ILS Colloquium

Agenda

16 November 2023
15:30 - 17:00
Sweelinckzaal, Drift 21, 0.05

Elena Tribushinina

Is a language disorder an impediment to foreign language learning?

Abstract

The world-wide tendency towards early onset of foreign language instruction inevitably affects children with developmental language disorder (DLD), which is one of the most common learning disabilities, affecting 7–8% of children. Children with DLD have language deficits in the absence of hearing and intellectual impairments or frank neurological damage. Surprisingly, foreign language learning in this population is a largely unexplored terrain. In this talk, I will present the results of our first attempts to pinpoint how several well-known predictors of English as a foreign language (EFL) learning success operate in pupils with DLD attending specialist education facilities.

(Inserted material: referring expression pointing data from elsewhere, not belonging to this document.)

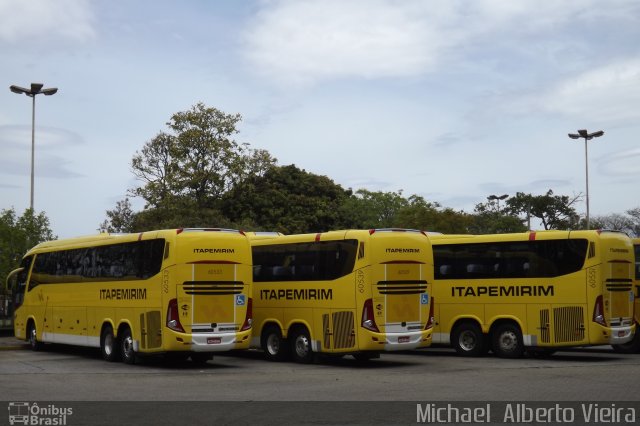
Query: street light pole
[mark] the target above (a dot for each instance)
(36, 89)
(587, 136)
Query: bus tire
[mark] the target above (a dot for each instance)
(126, 347)
(301, 350)
(468, 340)
(274, 346)
(109, 345)
(507, 341)
(632, 346)
(34, 344)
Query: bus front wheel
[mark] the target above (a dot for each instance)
(507, 341)
(301, 346)
(108, 345)
(468, 339)
(126, 347)
(273, 345)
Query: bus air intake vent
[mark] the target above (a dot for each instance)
(213, 288)
(402, 287)
(618, 284)
(568, 324)
(544, 326)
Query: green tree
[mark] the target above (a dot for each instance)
(489, 218)
(634, 215)
(367, 209)
(186, 171)
(120, 219)
(286, 199)
(431, 216)
(554, 211)
(18, 234)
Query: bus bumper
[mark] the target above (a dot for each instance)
(208, 342)
(397, 341)
(620, 335)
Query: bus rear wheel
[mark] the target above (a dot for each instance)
(631, 347)
(507, 341)
(109, 345)
(301, 346)
(273, 345)
(126, 347)
(468, 339)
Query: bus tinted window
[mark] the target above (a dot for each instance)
(317, 261)
(519, 259)
(137, 260)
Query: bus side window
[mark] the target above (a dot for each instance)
(445, 270)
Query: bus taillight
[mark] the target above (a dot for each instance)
(173, 317)
(431, 319)
(598, 312)
(368, 321)
(248, 319)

The findings from these pioneering studies reveal that, like in pupils with typical language development, age of instruction, extramural exposure, motivation and anxiety explain a great deal of variation in EFL outcomes amongst children with DLD. Also, like in typical language development, bilingualism appears to play a facilitating role in learning additional languages, yielding some intriguing and thus far ununderstood asymmetries and paradoxes. However, pupils with DLD have more difficulty with implicit language learning due to procedural learning deficits, particularly in limited-input (classroom) settings. Furthermore, positive cross-language transfer appears to be less available to children with DLD compared to their typically-developing peers. Based on these novel insights, we developed several interventions tailored to the specific needs of EFL learners with DLD. The first results demonstrate that children with DLD can make progress in EFL learning if supported by explicit vocabulary and grammar instruction raising metalinguistic and cross-linguistic awareness.